Museum ini diresmikan oleh Wali Kota Malang Peni Suparto pada tahun 2004 sebagai tempat penyimpanan benda-benda bersejarah. Nama Mpu Purwa sendiri diambil dari pendeta Hindu Jawa yang juga ayah dari Ken Dedes, seorang wanita yang kelak menurunkan raja-raja besar di jaman Singasari dan Majapahit. Dengan demikian, tak heran bila ketika memasuki bangunan utama museum, kita akan disambut oleh replika arca Ken Dedes atau Pradnaparamitha. 

Museum ini tidak terlalu luas, tapi koleksi yang ada di dalamnya bernilai sejarah sangat tinggi. Koleksi tersebut sebagian besar merupakan arca dewa pada kebudayaan Hindu-Buddha di Indonesia yang berhasil dikumpulkan dari berbagai wilayah di Kota Malang dan sekitarnya. Ada pula prasasti-prasasti yang berhuruf Pallawa dan beberapa asesoris candi serta beberapa benda yang berasal dari masa kerajaan Hindu-Buddha. 
Arca-arca ditata amat rapi dengan keterangan lengkap yang dapat menambah banyak informasi bagi kita. Sayangnya, banyak arca yang sudah tidak lagi utuh. Dinding dihiasi dengan beberapa foto bangunan di Kota Malang yang dianggap memiliki nilai sejarah. Dari keterangan yang kami dapat di sana, dapat kami ketahui bahwa beberapa bangunan di Kota Malang, seperti Masji Agung Jami’, Gereja Alun-alun dan Gereja Kayutangan ternyata sudah berusia ratusan tahun. Sayangnya, tidak ditunjukkan foto asli dari jaman dulu, sehingga pengunjung tidak bisa membayangkan bagaimana keadaan bangunan-bangunan tersebut pada masa lampau.
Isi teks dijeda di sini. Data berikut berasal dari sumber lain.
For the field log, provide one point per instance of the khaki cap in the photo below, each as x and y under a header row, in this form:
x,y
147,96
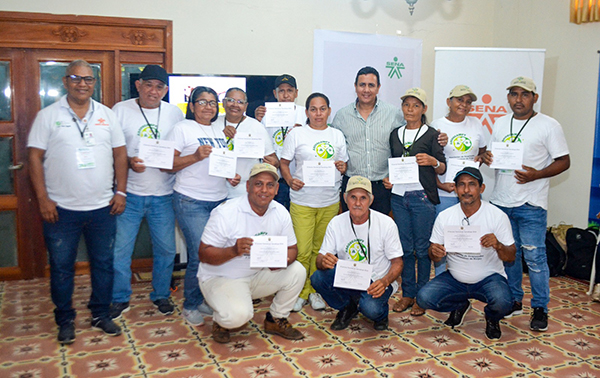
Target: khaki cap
x,y
264,167
359,182
523,82
461,90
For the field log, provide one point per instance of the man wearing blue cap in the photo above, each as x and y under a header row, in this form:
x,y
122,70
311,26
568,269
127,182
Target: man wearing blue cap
x,y
478,273
149,192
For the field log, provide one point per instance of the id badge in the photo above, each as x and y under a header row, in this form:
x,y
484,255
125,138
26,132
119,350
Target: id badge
x,y
89,138
85,158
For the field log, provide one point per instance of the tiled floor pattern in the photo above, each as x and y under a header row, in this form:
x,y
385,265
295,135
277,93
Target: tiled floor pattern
x,y
156,346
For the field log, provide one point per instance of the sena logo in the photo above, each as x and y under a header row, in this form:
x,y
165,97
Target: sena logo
x,y
101,122
488,113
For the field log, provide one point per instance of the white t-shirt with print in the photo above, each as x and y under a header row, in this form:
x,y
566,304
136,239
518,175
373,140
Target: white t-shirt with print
x,y
471,268
244,165
57,130
235,219
380,236
151,182
307,144
278,134
544,141
464,141
194,180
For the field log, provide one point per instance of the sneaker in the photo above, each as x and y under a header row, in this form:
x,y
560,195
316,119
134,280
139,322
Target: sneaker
x,y
220,334
299,304
118,308
66,333
345,316
492,329
164,306
539,320
205,309
516,310
381,325
281,327
194,317
107,326
316,302
457,316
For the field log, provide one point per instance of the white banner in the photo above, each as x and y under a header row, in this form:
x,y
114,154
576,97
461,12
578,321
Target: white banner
x,y
338,56
488,71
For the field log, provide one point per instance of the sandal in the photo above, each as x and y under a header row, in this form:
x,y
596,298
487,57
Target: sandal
x,y
417,310
403,304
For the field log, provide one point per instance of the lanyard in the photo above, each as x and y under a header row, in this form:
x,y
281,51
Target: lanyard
x,y
236,126
76,119
407,150
367,254
154,133
522,127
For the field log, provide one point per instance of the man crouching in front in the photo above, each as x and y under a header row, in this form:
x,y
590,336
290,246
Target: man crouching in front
x,y
226,277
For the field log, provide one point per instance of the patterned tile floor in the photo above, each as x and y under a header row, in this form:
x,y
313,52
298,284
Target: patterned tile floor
x,y
156,346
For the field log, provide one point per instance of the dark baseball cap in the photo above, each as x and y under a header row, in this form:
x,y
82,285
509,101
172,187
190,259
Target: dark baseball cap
x,y
474,172
152,71
287,79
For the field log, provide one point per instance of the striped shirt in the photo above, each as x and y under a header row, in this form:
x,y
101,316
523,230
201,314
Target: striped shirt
x,y
368,142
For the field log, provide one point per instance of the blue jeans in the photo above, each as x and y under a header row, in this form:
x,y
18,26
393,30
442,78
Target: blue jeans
x,y
62,238
283,194
529,230
414,215
192,216
376,309
160,216
445,202
446,294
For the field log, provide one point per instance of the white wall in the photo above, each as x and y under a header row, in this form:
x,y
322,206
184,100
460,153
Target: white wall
x,y
276,36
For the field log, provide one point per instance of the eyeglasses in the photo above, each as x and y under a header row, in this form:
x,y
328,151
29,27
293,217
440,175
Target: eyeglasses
x,y
77,79
212,104
233,100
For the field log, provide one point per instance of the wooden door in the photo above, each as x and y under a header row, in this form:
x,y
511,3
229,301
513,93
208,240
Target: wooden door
x,y
31,70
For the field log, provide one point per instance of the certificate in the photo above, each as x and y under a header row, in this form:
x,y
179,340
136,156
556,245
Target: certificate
x,y
280,114
507,155
352,275
318,173
403,170
157,153
221,163
268,252
248,145
453,166
462,239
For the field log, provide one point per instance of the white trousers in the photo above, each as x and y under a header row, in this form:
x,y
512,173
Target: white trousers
x,y
231,299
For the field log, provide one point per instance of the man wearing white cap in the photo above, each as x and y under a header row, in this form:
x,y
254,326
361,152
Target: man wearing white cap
x,y
523,193
227,281
365,236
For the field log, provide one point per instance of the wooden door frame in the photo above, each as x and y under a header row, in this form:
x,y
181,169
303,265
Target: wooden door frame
x,y
21,33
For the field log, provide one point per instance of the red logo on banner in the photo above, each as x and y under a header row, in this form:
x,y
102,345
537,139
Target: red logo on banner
x,y
488,113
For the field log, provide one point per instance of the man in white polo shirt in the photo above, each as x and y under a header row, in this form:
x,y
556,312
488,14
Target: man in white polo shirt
x,y
366,236
149,192
76,153
226,279
478,275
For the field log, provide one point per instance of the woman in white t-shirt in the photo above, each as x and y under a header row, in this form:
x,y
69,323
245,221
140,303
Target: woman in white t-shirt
x,y
413,203
196,192
467,140
320,154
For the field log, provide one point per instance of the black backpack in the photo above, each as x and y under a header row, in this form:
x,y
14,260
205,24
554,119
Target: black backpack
x,y
581,247
555,254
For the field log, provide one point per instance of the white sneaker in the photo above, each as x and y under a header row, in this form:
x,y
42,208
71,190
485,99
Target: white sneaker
x,y
205,309
316,301
299,304
194,317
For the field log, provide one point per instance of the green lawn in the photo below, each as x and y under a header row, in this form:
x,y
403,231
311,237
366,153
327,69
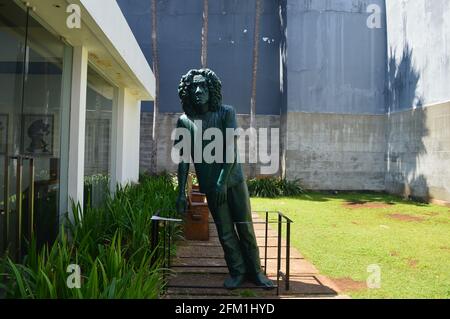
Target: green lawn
x,y
343,234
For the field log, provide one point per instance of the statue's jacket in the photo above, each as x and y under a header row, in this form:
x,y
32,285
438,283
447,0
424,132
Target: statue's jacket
x,y
208,173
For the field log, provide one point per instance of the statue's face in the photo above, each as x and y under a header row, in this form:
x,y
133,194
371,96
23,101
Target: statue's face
x,y
200,93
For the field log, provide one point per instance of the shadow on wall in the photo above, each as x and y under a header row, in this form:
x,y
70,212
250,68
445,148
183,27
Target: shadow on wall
x,y
406,128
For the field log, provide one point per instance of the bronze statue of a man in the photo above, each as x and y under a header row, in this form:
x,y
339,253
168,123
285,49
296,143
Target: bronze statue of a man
x,y
223,182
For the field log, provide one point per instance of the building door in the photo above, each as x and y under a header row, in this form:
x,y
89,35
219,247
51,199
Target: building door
x,y
34,116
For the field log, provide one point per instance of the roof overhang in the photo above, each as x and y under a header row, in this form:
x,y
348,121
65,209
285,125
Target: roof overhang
x,y
112,46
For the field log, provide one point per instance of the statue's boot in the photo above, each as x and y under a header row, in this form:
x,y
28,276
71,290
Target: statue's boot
x,y
234,282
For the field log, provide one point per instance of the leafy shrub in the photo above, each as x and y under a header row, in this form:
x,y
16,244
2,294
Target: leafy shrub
x,y
273,187
111,245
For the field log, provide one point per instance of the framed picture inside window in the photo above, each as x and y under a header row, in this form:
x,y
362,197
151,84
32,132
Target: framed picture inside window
x,y
4,127
38,134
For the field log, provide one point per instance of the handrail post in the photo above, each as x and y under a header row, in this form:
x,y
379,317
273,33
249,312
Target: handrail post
x,y
265,243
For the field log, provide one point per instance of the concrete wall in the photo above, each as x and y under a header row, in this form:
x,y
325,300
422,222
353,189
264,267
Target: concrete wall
x,y
230,44
418,100
334,127
338,152
419,153
335,63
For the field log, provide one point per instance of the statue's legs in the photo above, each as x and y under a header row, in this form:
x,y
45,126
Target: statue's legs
x,y
239,244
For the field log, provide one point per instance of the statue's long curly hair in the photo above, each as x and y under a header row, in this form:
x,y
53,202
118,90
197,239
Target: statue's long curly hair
x,y
214,87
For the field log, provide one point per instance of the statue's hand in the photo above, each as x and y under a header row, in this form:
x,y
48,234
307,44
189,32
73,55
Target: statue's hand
x,y
221,195
181,205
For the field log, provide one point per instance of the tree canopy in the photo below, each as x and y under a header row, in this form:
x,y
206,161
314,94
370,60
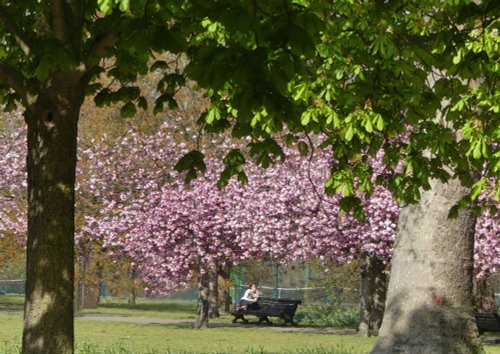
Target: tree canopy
x,y
418,79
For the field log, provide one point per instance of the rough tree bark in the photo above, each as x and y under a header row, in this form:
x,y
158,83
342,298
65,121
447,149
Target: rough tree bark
x,y
373,294
223,283
484,294
52,137
213,293
429,307
203,306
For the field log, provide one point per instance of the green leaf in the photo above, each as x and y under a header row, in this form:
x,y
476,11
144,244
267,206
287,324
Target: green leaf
x,y
128,110
43,69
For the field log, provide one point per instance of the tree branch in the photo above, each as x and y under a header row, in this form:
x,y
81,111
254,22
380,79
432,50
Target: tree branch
x,y
19,35
100,48
59,23
15,80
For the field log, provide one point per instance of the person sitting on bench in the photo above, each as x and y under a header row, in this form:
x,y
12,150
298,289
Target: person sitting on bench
x,y
250,297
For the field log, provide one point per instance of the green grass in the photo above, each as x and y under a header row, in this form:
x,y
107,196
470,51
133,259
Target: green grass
x,y
114,337
146,308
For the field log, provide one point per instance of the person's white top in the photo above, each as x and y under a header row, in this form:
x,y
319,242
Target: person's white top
x,y
250,295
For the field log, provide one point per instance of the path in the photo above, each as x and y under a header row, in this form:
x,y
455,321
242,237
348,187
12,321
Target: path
x,y
187,323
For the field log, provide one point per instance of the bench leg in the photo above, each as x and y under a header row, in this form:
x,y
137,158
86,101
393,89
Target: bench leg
x,y
266,319
239,316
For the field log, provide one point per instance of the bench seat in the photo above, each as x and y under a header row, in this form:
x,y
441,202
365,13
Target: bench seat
x,y
268,307
487,322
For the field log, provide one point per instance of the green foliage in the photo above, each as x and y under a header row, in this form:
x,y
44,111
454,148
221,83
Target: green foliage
x,y
367,75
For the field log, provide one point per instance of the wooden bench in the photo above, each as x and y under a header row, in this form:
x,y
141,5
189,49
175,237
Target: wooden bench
x,y
267,307
487,322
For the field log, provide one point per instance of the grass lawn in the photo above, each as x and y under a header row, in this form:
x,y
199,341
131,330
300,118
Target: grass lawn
x,y
113,337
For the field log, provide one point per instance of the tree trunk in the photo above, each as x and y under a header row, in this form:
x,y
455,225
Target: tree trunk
x,y
213,291
52,137
429,307
373,294
223,283
484,294
203,307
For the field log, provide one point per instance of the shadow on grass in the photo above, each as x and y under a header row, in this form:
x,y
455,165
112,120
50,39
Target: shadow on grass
x,y
167,307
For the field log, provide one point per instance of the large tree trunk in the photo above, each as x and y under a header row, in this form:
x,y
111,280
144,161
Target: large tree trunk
x,y
484,294
213,291
52,137
203,307
429,306
373,294
223,284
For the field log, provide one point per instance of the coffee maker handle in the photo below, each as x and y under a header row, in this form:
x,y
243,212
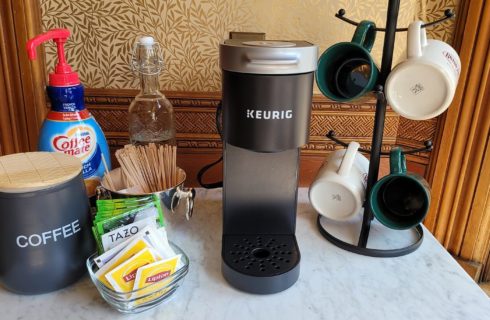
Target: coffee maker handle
x,y
416,40
348,160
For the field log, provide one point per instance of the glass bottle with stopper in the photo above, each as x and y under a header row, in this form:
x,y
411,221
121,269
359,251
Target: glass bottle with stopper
x,y
151,115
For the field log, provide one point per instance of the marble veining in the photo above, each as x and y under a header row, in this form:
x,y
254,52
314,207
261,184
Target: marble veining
x,y
333,284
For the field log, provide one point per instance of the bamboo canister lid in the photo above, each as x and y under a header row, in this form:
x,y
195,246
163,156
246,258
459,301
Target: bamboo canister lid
x,y
23,172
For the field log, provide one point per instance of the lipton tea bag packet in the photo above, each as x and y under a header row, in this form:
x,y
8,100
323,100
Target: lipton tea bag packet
x,y
122,277
136,246
150,278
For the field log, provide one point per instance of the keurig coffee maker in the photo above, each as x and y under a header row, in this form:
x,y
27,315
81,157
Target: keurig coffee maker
x,y
267,90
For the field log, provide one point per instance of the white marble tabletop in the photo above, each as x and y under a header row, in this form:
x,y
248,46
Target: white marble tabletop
x,y
333,284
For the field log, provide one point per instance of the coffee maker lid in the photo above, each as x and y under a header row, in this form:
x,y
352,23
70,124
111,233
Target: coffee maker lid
x,y
31,171
268,56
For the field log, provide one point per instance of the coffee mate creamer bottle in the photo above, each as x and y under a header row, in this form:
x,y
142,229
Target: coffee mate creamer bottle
x,y
69,127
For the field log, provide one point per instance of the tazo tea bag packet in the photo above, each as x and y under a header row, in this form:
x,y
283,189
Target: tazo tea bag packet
x,y
122,277
117,236
111,204
150,278
133,248
109,254
153,210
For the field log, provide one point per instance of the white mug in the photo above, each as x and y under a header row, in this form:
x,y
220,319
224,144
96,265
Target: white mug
x,y
423,86
339,188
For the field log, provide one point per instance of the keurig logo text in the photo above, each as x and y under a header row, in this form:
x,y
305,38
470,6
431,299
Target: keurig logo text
x,y
46,237
269,114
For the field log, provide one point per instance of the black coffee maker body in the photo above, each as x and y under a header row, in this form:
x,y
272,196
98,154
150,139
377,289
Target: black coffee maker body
x,y
267,91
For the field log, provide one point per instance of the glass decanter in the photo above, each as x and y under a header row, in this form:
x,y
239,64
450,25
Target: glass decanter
x,y
151,115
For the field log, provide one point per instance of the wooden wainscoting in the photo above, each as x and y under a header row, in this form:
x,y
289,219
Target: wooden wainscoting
x,y
199,142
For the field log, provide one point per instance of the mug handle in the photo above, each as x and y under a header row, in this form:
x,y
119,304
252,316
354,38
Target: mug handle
x,y
398,163
188,194
348,160
365,34
416,39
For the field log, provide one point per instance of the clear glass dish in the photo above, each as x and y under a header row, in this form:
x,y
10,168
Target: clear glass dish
x,y
145,298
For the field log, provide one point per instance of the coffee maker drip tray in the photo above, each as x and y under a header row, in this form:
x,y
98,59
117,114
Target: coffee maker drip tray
x,y
260,263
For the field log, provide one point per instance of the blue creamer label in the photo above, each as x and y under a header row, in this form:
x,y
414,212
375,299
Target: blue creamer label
x,y
79,141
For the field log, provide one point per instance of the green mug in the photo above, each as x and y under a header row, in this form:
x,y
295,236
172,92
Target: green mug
x,y
346,70
401,199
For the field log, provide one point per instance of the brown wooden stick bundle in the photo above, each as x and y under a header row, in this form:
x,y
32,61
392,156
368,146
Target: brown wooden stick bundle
x,y
151,167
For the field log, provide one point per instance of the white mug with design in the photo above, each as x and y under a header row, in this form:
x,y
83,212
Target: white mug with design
x,y
339,188
423,86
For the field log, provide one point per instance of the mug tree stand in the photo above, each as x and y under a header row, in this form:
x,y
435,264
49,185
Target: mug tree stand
x,y
375,152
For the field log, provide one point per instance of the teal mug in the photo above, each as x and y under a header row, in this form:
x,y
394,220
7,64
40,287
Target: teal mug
x,y
401,199
346,71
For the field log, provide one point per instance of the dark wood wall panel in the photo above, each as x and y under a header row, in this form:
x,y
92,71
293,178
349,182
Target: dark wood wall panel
x,y
199,142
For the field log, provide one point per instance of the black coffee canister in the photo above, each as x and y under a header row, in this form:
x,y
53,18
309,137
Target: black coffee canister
x,y
45,234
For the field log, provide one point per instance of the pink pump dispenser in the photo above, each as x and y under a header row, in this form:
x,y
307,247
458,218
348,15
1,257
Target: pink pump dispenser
x,y
69,127
63,75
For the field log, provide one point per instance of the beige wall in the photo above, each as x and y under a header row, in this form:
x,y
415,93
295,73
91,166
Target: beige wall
x,y
190,31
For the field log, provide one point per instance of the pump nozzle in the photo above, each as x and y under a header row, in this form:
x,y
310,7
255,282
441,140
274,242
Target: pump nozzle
x,y
63,75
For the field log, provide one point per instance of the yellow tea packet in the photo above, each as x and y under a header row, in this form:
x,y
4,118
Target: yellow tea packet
x,y
150,278
122,277
133,248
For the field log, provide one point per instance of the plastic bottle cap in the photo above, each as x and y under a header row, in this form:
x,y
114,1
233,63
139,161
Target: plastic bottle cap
x,y
62,76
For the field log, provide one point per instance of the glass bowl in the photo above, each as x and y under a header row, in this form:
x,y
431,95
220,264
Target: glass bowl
x,y
145,298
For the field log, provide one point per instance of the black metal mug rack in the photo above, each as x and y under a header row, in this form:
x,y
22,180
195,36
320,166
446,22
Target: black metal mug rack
x,y
377,139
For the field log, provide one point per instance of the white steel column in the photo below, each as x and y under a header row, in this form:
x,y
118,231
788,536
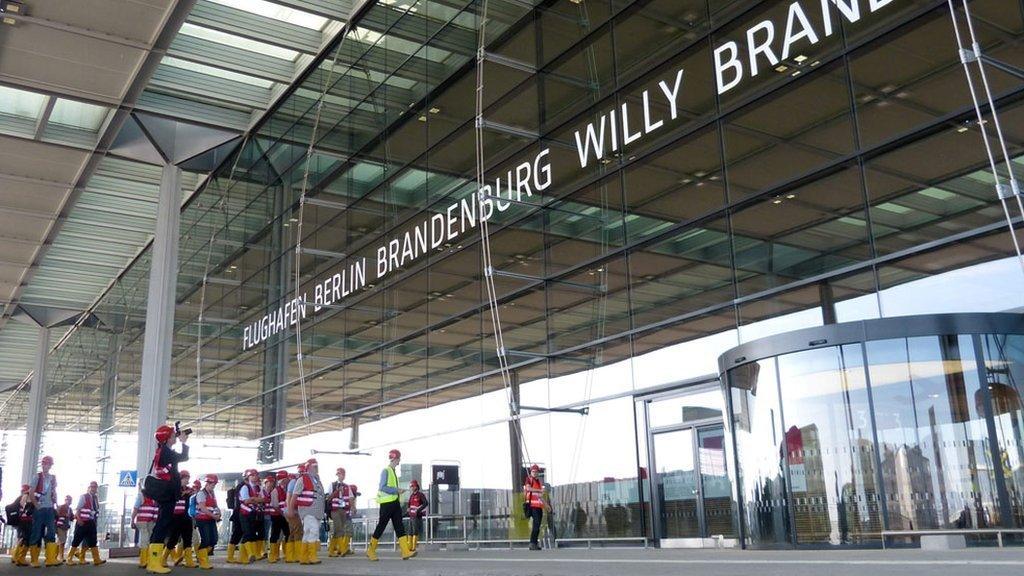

Salah satu hal yang kami anggap menarik adalah banyaknya arca Ganesya yang berada di museum ini. Mulai dari yang berukuran kecil hingga yang berukuran besar. Uniknya adalah, bagian yang hilang dari arca tersebut sebagian besar adalah bagian belalai. Hal ini mengusik pikiran kami, adakah azimat khusus yang mengirinya, sehingga banyak orang yang memburunya?


Di salah satu bagian dinding terdapat naskah Sumpah Palapa yang diucapkan Patih Gajah Mada yang berisi tekad untuk menyatukan nusantara. Selain itu, ada juga keterangan yang menjelaskan perkembangan abjad dari huruf Pallawa yang banyak berkembang sehingga menghasilkan abjad huruf Jawa yang kita kenal dengan hanacaraka hingga abjad Bali.
Dari museum ini, kami banyak belajar, terutama tentang sejarah bangsa Indonesia di jaman kerajaan Hindu-Buddha.  Bangsa Indonesia adalah bangsa yang tinggi budaya dan religiusitasnya, sehingga mampu menghasilkan benda-benda yang tinggi nilai seni sekaligus nilai keagamaannya. Jadi, benar-benar tak ada salahnya menjadikan museum ini sebagai destinasi wisata edukasi, apalagi tidak ada tarif masuk yang dibebankan alias gratis, jadi dijamin tidak akan menguras kantong.